A push for fair and democratic board elections in New Jersey got a major boost this past July when Gov. Chris Christie signed legislation that would codify a fair process for electing board members. The passage of the law also signals to all developers and community associations throughout the state that New Jersey values fair, transparent and accessible elections for all of its citizens. It was the culmination of a decade-long battle by homeowners from one particular New Jersey community who sought change in a governance structure that only favored a select few. 

The Story

When we think of modern governance and our opportunities as citizens to participate, we still like to believe that our vote counts. Not only does this matter in a presidential election or mayoral runoff, but even in the most local of concerns: that of electing people to a board of trustees for our community association – the place we call home. Yet for years, this precise issue of owners being denied meaningful access to participate in their own governance has been the source of dispute in one community called Radburn, located in Fair Lawn.

Founded in 1929, Radburn boasts a community of over 3,000 people who reside in 469 residences of diverse style and architecture. Although Radburn’s planning was far ahead of its time, its governance structure – now almost 90 years old – is anachronistic. Radburn is a community where only those nominated by a nominating committee may run for most board seats. The catch? The nominating committee is controlled exclusively by the board. The owners are not members of the association. Only those who have served or are serving on the governing board are members of the Radburn association. 

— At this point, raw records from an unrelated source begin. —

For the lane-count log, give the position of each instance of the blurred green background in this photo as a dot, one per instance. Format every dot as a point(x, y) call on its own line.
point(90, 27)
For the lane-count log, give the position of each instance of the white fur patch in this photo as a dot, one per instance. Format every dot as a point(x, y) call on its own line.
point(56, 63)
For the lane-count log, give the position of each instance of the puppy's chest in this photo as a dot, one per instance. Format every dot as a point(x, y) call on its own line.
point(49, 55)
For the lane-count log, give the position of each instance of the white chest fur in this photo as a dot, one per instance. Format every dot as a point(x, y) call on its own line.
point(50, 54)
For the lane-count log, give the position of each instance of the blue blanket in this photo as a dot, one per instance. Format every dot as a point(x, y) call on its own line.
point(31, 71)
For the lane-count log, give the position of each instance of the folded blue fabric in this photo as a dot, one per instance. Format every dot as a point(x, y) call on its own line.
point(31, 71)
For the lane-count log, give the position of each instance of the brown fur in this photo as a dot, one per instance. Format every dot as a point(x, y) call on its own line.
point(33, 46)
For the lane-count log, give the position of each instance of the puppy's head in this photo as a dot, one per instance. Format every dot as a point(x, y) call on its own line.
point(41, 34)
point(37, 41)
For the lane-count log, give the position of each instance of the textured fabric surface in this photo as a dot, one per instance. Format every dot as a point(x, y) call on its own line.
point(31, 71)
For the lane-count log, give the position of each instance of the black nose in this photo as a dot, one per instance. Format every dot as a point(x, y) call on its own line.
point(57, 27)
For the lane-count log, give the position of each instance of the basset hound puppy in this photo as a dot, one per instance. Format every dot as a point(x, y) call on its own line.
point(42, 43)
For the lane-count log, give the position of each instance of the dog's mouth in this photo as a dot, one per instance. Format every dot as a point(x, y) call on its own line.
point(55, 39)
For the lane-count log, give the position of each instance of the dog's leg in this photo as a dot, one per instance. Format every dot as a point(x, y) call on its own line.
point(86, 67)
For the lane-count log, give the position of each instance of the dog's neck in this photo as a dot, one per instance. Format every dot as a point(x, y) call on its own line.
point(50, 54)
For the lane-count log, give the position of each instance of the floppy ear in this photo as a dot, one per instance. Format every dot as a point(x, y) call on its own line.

In 2006, a group of owners sought the aid of the courts in efforts to kick wide open the election doors long closed to only the select few already serving on the board, or their allies. Ultimately, though, an appellate court concluded in 2010 that nothing in Radburn’s bylaws contradicted any provision of New Jersey law. The court held that ‘[W]ithout a basis in legislation, it is beyond our authority to effect such a change in the relationships between community associations and their members.’”

Upset by this result, a number of Radburn residents turned to New Jersey State Senator Robert Gordon for help. In September 2016 Gordon introduced legislation that would democratize the process of electing members to an association’s governing board. Given the long history of being denied the ability to meaningfully participate in board elections, the Radburn residents sought a bill that would provide significant detail on the nominating, election and voting process.